It’s been a while since I’ve made a post, not that I (seemingly) give a damn about that.  I keep collecting links, and it’s time for a dump.  It’s doesn’t really feel like a hell of a lot has changed in the gap between the last post and this, but it probably has.  I’m set to go back to school in January.  Actually, I’m registered at two schools (which I’ll be attending concurrently), and depending on how the coursework goes, I may end up taking classes at one of the colleges around here as well to ram myself through as quickly as possible.  I simply don’t see a point in delaying the inevitable, nor in taking an extraordinary amount of time to complete it, given that I’m doubting if it’ll pose a challenge.  The only real problem (as always) is the financial aspect.  I’m not keen on taking out thousands of dollars in student loans, but I make too much to get federal aid, seemingly.  This particular aspect of life I don’t take issue with, as it’s something that I’m doing on my own terms and which amounts to a commitment of ~6 months (a semester) should I determine to do something different in the middle of it, which is doubtful.

I don’t intend to be the average college douchebag who treats it as an extended four years of drinking and vacation from real life, on somebody else’s dime (largely because I have little regard for college students), but then, I don’t think anybody would expect that from me anyway (and I already got something closely approximating that in Georgia, anyway).  In other ways, though?  Not nearly as comfortable with the way things are headed.  Moving into a 30-year mortgage which locks me in my current geographic location (and for the moment, job) is just screaming “mistake,” and I can’t explain why.  Admittedly, neither the Economist nor the Financial Times would indicate this as a good idea.  If the market isn’t predicted to bottom out for a year (give or take), why buy now?

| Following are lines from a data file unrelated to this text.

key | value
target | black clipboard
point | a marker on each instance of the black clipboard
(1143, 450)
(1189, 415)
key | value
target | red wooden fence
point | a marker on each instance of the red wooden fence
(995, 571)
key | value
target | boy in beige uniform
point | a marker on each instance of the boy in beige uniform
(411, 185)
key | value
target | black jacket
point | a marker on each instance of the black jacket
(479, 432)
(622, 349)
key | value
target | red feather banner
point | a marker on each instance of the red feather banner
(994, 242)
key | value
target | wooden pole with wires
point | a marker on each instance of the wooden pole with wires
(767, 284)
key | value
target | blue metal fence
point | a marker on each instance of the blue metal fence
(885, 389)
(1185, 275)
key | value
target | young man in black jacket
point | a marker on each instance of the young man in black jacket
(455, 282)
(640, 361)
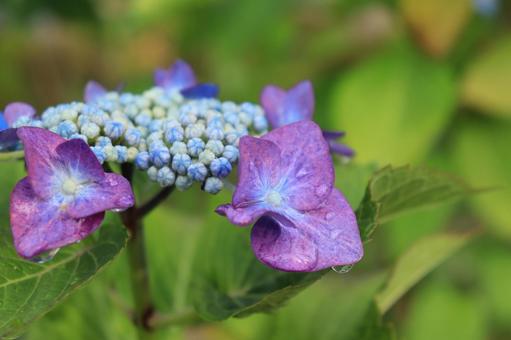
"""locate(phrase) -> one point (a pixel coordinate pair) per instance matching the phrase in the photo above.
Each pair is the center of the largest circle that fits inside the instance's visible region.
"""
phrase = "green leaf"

There’s no sense of urgency for me in removing myself from my current living situation, and the only reason to do so that I can see is that FHA loans are going to have higher interest rates as of Jan 15th if your credit isn’t virtually perfect (mine is not).

Is a (maybe) 2% rise in interest rates going to counteract a (maybe) $20,000 drop in price?  It’s about the same as near as I can tell, at least in the short run. Sure, in the long term, the interest rate hike would end up costing me a lot more, but refinancing is not an impossible objective, and the short run is the only goal for now.  Presumably, when I’m done with going back to school, the person I’m with will actually have an income, and mine will increase.  I don’t particularly care whether or not she has an income, but it is a factor.  Qualifying for a $170,000 dollar house by yourself just isn’t much fun, and I have little interest in being mortgage poor.  If my projected bills are $number, I’d like to have some leeway with extra money so I can take vacations, put money in an “oh-shit” fund in case of sudden job-loss, car-loss, or the like, et al.  What I like least about it is being rushed.  To find somewhere in the next two weeks or so, get approved for that home, and all the rest so it’ll clear before the 15th.  To look for a while and find something you really like is one thing, but to be railroaded into it on a needlessly short timeline is something else entirely.  Sure, I found something that would be acceptable, but who’s to say that the homes which are just out of my “I can afford this and still have a reasonable lifestyle” price range won’t drop precipitously in the next year?  To note, I’m fine with compromising on some issues with a home, but I’d rather have more discretion.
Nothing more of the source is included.